Publication permanente

Regarder partout, émotions inouïes, boule au creux du ventre, sang dans la gorge, avaler toutes les colères du monde, la sérénité ? : celui qui décide de jouer sort ses armes ; désordre des mots, révolutions à venir dont il n’a pas la moindre idée, effacement des contours, l’horreur des gestes réglés, multipliés, du massacre universel, l’entassement quotidien de récits atroces, l’exténuant ressac d’images et de sons et en même temps, par ces additions de fragments, quelque chose se forge à toutes fins utiles. Il ne sait pas encore quoi. Il se souvient d’une règle et d’une aspiration à la règle, et connaît aussi le désordre, avec quelques fois plus d’acuité même que ceux qui n’ont jamais connu que lui. L’homme à la caméra emboîte le pas à la vie.
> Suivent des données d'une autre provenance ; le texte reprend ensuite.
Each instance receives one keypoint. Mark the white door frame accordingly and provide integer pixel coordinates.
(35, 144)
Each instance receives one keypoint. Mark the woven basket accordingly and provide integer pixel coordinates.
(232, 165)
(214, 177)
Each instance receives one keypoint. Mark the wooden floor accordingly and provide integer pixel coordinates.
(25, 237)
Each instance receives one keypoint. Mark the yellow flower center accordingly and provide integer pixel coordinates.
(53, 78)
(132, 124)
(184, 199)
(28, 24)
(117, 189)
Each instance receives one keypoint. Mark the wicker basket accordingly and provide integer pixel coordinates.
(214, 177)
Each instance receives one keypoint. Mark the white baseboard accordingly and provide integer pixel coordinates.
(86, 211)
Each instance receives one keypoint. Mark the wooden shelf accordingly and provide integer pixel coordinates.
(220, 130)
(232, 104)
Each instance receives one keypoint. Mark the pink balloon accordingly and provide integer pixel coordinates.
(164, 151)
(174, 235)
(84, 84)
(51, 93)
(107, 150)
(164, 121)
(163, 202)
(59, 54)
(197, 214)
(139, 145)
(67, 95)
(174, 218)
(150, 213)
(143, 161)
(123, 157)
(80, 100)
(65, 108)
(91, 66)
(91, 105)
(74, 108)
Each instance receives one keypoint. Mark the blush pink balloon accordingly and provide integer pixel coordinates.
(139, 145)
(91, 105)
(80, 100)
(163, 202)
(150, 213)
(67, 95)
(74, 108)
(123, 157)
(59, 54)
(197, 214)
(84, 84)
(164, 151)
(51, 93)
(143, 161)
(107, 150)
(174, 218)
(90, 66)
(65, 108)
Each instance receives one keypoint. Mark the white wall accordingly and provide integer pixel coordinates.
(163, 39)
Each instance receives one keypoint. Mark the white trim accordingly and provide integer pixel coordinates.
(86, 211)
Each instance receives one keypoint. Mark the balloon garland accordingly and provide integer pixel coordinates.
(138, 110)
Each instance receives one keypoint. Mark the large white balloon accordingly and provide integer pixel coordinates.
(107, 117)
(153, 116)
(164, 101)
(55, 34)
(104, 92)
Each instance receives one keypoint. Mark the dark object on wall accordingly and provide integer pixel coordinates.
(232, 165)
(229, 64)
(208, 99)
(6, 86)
Arrêter le flou, le décadrage, les accidents, la confusion des corps, le passage dans le même plan d’une identité à l’autre, la menace de l’enlisement, brûler l’histoire, poser la caméra, faire un plan fixe sur ses pensées, reprendre son souffle, écrire, dire, entrer dans d’autres résonances, trouver une rythmique, un nouveau silence, se mettre en état de mutation, de métamorphose par rapport au temps de l’échange accéléré et de sa jouissance morbide, trouver d’autres vies, secrètes, révélées, se transmuer dans un autre présent, reprendre les gestes, les poses et les regards, inventer d’autres créatures, d’autres émotions, d’autres fictions, d’autres désirs, qui, là, libérés, constitueraient un bloc de sens fissurant le choc des images.